L'un des chercheurs, Roy Funch, devant un monticule. / Roy Funch
Ils se dressent, mystérieux, sur une étendue de 230 000 km2 dans le nord-est du Brésil, dans une région encore épargnée par l’agriculture intensive. Deux cents millions de monticules de terre d’environ 2,5 m de haut, fruit du travail patient d’une colonie de termites depuis près de quatre mille ans, ont été découverts par une équipe de biologistes britanniques et brésiliens.

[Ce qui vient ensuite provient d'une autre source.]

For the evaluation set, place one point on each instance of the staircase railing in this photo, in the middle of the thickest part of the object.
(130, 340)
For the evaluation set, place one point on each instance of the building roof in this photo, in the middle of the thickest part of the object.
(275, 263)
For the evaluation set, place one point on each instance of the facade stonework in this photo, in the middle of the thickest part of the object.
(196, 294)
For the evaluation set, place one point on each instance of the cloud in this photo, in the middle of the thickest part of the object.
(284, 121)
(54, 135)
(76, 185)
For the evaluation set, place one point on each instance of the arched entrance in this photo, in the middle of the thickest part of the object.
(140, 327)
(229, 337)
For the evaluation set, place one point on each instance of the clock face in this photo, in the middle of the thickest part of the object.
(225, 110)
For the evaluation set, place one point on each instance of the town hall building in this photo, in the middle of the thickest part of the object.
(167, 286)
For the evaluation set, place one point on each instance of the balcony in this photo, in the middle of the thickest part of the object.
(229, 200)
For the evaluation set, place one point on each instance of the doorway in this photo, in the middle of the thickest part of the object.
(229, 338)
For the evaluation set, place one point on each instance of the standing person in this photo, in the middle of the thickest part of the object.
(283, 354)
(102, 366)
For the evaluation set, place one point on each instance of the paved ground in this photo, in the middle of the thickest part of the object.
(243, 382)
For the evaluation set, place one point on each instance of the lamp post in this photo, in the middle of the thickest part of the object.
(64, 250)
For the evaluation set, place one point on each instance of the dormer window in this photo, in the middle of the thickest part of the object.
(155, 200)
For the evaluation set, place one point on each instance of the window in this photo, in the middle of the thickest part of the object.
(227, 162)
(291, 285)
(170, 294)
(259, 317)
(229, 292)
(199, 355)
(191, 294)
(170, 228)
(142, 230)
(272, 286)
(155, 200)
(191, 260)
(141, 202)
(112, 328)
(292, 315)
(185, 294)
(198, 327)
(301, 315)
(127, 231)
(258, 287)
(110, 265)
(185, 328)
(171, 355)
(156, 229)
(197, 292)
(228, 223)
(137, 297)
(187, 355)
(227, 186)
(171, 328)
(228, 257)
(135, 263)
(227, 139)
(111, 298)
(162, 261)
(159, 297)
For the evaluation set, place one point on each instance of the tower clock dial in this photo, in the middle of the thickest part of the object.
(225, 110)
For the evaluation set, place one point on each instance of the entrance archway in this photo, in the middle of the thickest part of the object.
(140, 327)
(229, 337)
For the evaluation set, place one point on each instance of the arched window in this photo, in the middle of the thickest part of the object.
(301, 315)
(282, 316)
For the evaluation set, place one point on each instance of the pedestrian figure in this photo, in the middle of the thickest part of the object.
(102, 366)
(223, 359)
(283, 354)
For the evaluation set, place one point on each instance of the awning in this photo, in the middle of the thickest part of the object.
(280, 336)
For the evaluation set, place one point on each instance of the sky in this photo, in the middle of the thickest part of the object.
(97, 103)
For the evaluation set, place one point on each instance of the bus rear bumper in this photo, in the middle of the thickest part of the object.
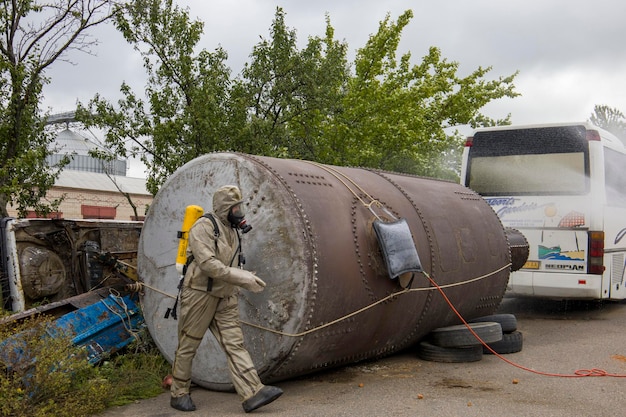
(558, 286)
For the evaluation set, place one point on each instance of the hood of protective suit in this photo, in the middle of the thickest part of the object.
(224, 198)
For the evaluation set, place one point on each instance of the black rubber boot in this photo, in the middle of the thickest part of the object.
(183, 403)
(266, 395)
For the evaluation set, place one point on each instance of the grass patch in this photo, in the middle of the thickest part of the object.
(49, 376)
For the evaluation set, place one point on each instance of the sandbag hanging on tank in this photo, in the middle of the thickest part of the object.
(397, 247)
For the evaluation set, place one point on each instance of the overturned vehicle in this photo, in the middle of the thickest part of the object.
(78, 273)
(50, 260)
(325, 241)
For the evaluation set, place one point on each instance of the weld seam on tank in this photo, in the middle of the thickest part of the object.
(426, 227)
(304, 218)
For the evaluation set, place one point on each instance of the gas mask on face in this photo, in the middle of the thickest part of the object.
(237, 219)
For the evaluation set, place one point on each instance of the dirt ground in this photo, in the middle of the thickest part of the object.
(560, 338)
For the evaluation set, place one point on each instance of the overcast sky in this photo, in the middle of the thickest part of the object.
(570, 54)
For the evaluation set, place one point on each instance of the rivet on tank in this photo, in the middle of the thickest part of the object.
(330, 297)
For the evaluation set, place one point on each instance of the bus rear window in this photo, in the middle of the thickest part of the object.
(539, 161)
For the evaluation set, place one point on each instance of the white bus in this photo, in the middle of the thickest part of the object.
(564, 187)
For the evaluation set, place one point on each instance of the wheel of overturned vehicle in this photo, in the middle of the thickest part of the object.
(433, 353)
(508, 322)
(461, 336)
(510, 343)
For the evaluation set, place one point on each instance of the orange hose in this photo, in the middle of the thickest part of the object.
(577, 374)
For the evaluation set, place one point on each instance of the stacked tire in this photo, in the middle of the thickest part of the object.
(455, 344)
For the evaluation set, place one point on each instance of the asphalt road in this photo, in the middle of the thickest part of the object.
(559, 338)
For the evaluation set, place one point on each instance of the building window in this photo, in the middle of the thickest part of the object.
(97, 212)
(31, 214)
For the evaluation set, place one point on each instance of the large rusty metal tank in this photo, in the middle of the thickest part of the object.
(329, 300)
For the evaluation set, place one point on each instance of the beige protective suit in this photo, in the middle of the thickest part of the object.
(216, 309)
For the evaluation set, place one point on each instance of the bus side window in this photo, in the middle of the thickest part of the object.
(615, 177)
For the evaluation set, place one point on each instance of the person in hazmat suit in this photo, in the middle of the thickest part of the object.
(209, 300)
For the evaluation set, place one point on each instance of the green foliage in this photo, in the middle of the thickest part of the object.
(186, 112)
(34, 37)
(610, 119)
(48, 376)
(295, 103)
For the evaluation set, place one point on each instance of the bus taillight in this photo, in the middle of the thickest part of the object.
(596, 253)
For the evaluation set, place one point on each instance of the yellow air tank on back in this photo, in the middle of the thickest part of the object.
(192, 213)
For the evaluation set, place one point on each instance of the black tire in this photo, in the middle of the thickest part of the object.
(461, 336)
(430, 352)
(510, 343)
(508, 322)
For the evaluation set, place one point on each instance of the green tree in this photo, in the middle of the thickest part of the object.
(186, 112)
(395, 114)
(291, 94)
(389, 114)
(610, 119)
(34, 35)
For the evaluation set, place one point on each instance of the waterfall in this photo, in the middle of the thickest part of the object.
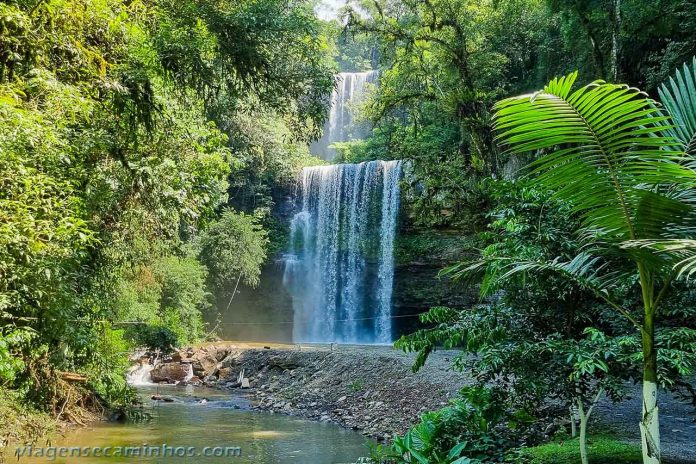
(341, 126)
(140, 374)
(340, 265)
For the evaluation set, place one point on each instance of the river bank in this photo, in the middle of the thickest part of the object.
(368, 389)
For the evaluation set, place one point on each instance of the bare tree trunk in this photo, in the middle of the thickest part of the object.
(584, 420)
(616, 31)
(234, 292)
(650, 421)
(573, 423)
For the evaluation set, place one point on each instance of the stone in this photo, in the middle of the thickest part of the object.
(169, 372)
(204, 364)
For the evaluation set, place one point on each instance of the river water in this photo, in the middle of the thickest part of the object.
(202, 421)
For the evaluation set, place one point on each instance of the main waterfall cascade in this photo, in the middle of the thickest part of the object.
(340, 266)
(341, 126)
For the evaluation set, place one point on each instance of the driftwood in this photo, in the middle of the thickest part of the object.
(72, 376)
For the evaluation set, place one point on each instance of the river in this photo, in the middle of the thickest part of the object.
(203, 421)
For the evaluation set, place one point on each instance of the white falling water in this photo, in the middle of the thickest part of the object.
(340, 266)
(341, 127)
(140, 374)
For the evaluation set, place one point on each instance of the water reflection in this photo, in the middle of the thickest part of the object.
(219, 421)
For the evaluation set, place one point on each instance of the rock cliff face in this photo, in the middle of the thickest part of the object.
(265, 313)
(421, 255)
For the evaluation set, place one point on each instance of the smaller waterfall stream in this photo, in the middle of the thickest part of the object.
(341, 126)
(340, 266)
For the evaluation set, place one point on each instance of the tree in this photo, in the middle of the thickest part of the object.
(233, 248)
(606, 151)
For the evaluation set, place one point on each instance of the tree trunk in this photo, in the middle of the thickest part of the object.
(615, 32)
(234, 292)
(584, 420)
(573, 423)
(650, 423)
(583, 433)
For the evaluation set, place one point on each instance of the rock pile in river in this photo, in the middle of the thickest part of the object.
(371, 389)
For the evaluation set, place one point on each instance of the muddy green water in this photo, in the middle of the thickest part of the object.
(189, 425)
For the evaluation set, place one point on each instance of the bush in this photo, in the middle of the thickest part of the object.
(157, 338)
(602, 450)
(475, 428)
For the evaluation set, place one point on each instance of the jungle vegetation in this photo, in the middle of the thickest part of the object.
(143, 145)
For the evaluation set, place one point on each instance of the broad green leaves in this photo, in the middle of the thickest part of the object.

Il s’agit de « la plus grande structure construite par une seule espèce d’insecte jamais découverte à ce jour », selon les chercheurs, qui ont publié lundi 19 novembre les résultats de leur étude dans la revue scientifique Current Biology.
4 000 pyramides de Gizeh
Au total, les termites ont déplacé 10 millions de kilomètres cubes de terre – l’équivalent de 4 000 pyramides de Gizeh –, répartis sur la superficie de la Grande-Bretagne… ou la moitié de celle de la France métropolitaine.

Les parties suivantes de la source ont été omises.